I can kind of abandon my moral code and even humanity (ONLY IN MY HEAD) and "pull back" and see things from another set of beliefs. I can create different civilizations and planes of existence with my brainy brain where there different laws and conventions, but I think everyone can do that.
MY NOGGIN IS LIKE AN ENERGIZER BUNNY HOOKED UP TO A GENERATOR HOOKED UP TO ANOTHER GENERATOR HOOKED UP TO INFINITY MORE GENERATORS IT NEVER STOPS
I can have a really dark sense of humor.


oKEEEE now feeling stuff,, ,,,



I can have a crazy temper.
I have a soft spot for kids and animals and want to protect good people and prevent/get rid of evildoers.
I cry really easily.
I'm a cuddler and one of my favorite things to do is make the people I love know they're loved.
WOW this is getting boring so does anyone care to help me out??


----------



## Maegamikko (Sep 5, 2013)

Come on you guys it's been like an hour!!!


----------



## Sporadic Aura (Sep 13, 2009)

> [*]Lawyering my way through things comes very easy to me. I can point out logical inconsistencies using a different method every time. To put that more open endedly, I'm good at playing with logic.

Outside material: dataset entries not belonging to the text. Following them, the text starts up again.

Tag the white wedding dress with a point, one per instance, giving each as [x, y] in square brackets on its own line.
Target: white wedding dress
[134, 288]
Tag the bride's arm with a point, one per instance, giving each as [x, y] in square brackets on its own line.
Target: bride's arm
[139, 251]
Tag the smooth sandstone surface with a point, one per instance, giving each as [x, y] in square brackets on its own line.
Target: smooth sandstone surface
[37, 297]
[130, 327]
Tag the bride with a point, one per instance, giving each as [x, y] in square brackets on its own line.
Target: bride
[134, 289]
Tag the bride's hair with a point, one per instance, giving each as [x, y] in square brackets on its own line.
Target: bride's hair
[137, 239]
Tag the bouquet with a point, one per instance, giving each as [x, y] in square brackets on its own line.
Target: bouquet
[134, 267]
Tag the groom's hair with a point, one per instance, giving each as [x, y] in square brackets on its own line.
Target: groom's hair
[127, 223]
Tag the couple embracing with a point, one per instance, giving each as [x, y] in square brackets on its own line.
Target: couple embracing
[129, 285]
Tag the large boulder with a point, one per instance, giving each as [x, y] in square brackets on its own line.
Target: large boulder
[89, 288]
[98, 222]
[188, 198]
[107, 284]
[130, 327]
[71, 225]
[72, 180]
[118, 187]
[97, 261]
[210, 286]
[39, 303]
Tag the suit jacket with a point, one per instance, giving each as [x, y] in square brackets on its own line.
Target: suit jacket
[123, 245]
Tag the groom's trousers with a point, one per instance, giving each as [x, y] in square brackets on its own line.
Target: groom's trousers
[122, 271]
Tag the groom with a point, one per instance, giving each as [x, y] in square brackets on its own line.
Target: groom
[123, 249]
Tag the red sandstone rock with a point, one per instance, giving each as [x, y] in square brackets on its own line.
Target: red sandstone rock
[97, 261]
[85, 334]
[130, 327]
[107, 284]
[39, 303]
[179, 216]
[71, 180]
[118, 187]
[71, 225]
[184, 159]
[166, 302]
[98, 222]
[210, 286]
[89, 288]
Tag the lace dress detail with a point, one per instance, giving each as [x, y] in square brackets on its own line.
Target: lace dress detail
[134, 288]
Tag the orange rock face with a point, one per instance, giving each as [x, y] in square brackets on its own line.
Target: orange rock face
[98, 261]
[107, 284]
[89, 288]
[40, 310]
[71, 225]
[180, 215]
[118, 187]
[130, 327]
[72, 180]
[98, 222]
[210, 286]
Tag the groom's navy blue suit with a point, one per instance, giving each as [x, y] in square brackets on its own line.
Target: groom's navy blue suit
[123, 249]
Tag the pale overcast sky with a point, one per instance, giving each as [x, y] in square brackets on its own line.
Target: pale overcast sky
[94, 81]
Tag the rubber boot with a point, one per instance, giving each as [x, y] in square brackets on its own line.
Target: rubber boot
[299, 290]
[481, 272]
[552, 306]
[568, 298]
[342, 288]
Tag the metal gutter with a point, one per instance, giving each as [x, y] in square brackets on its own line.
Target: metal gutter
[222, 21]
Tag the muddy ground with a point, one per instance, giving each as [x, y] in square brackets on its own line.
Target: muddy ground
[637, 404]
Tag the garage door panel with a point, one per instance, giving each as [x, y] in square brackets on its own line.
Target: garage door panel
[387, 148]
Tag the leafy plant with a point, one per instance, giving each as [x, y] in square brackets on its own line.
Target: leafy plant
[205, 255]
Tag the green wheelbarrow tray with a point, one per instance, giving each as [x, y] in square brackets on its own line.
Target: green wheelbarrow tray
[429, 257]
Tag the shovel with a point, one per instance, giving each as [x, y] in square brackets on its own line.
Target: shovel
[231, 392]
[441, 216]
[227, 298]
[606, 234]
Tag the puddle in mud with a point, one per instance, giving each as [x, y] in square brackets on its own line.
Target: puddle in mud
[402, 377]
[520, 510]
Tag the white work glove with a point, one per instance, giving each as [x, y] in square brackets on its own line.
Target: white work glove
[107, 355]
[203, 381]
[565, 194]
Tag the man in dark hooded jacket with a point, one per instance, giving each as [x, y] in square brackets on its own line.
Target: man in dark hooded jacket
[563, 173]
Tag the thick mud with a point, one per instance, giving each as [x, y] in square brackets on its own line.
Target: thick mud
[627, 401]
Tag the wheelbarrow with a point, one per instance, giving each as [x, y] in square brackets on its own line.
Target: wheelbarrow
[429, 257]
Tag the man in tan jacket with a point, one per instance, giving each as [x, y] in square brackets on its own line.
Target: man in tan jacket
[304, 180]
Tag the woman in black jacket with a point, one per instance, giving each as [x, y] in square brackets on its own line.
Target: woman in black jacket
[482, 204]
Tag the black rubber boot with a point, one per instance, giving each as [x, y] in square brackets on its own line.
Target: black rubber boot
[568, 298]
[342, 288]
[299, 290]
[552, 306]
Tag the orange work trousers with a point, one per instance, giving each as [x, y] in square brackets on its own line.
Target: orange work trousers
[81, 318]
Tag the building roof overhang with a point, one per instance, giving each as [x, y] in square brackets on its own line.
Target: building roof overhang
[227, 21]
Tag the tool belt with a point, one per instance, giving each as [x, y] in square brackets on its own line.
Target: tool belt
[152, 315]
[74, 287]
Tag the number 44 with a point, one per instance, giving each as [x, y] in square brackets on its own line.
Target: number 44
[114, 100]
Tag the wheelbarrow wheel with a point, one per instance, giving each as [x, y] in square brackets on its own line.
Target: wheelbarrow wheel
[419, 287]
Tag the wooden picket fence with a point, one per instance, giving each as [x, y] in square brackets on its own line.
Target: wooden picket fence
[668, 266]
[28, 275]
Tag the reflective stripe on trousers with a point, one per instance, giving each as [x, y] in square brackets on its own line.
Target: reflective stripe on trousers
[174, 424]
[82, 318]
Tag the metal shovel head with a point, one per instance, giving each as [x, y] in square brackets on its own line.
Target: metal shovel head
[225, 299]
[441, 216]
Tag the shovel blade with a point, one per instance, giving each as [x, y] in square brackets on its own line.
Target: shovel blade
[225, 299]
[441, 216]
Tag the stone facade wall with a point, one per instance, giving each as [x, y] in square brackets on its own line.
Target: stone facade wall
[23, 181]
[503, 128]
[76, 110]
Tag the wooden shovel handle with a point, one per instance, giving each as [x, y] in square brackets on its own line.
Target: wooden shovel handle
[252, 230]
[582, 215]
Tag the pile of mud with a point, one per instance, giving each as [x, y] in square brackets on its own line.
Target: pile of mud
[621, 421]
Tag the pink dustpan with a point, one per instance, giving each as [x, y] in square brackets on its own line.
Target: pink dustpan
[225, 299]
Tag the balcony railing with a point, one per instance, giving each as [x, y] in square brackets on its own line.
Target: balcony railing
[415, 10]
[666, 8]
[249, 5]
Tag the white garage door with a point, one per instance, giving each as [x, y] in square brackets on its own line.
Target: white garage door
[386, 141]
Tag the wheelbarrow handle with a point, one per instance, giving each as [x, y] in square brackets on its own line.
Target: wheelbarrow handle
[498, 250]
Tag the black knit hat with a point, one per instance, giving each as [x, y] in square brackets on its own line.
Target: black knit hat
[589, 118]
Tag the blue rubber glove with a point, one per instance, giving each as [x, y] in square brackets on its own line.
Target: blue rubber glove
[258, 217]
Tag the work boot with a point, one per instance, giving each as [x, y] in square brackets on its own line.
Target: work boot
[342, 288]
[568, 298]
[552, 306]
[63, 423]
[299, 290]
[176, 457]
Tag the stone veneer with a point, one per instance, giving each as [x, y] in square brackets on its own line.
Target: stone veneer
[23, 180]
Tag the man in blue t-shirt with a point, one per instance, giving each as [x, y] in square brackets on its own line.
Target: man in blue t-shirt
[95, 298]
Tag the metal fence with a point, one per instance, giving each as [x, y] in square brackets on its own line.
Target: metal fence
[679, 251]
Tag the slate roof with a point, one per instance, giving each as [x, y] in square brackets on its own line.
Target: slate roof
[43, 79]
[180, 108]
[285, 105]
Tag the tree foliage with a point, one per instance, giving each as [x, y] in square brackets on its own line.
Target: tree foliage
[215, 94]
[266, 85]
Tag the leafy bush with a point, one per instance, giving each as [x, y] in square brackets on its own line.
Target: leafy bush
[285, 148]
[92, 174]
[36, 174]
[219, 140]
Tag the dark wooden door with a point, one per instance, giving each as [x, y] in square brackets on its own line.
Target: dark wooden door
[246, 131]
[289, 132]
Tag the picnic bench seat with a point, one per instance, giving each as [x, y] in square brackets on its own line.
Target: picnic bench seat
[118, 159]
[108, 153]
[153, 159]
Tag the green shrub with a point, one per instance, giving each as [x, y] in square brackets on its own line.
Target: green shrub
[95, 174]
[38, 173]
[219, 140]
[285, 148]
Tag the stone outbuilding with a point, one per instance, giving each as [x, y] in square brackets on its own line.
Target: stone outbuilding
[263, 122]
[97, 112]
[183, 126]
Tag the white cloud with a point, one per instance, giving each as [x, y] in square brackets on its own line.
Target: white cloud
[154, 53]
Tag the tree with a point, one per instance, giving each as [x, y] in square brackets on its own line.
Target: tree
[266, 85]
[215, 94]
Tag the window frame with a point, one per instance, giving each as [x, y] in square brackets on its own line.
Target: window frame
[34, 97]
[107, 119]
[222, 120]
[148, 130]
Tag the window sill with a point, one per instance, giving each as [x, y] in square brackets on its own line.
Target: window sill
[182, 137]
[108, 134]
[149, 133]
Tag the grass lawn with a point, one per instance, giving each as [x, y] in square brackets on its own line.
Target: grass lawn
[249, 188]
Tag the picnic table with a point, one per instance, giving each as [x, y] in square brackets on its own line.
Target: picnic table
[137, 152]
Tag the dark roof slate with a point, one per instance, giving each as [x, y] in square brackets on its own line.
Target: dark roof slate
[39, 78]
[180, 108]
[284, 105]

Ne is good at this in general. Could be Ne/Ti or Ne with tert Te.



> [*]I can kind of abandon my moral code and even humanity (ONLY IN MY HEAD) and "pull back" and see things from another set of beliefs. I can create different civilizations and planes of existence with my brainy brain where there different laws and conventions, but I think everyone can do that.


Ne/Ti BIG TIME. Very indicative of ENTP.



> [*]MY NOGGIN IS LIKE AN ENERGIZER BUNNY HOOKED UP TO A GENERATOR HOOKED UP TO ANOTHER GENERATOR HOOKED UP TO INFINITY MORE GENERATORS IT NEVER STOPS
> [*]I can have a really dark sense of humor.


These are just Ne in general.



> [*]I have a soft spot for kids and animals and want to protect good people and prevent/get rid of evildoers.


Sounds more like Fe than Fi actually.


> [*]I cry really easily.


Doesn't convince me of ENFP. ENTP's have been known to be secretly sensitive.



> [*]I'm a cuddler and one of my favorite things to do is make the people I love know they're loved.


Again kinda sounds more like Fe than Fi.



Not really enough to go on here, but I'd lean ENTP.


----------



## moron (Aug 19, 2013)

123itsmarie said:


> Come on you guys it's been like an hour!!!


Can you spend more than 5 minutes on your questionairre please.


----------



## Xenograft (Jul 1, 2013)

One thing that I have to make sure that you understand, you are only, what, sixteen? Things will change. 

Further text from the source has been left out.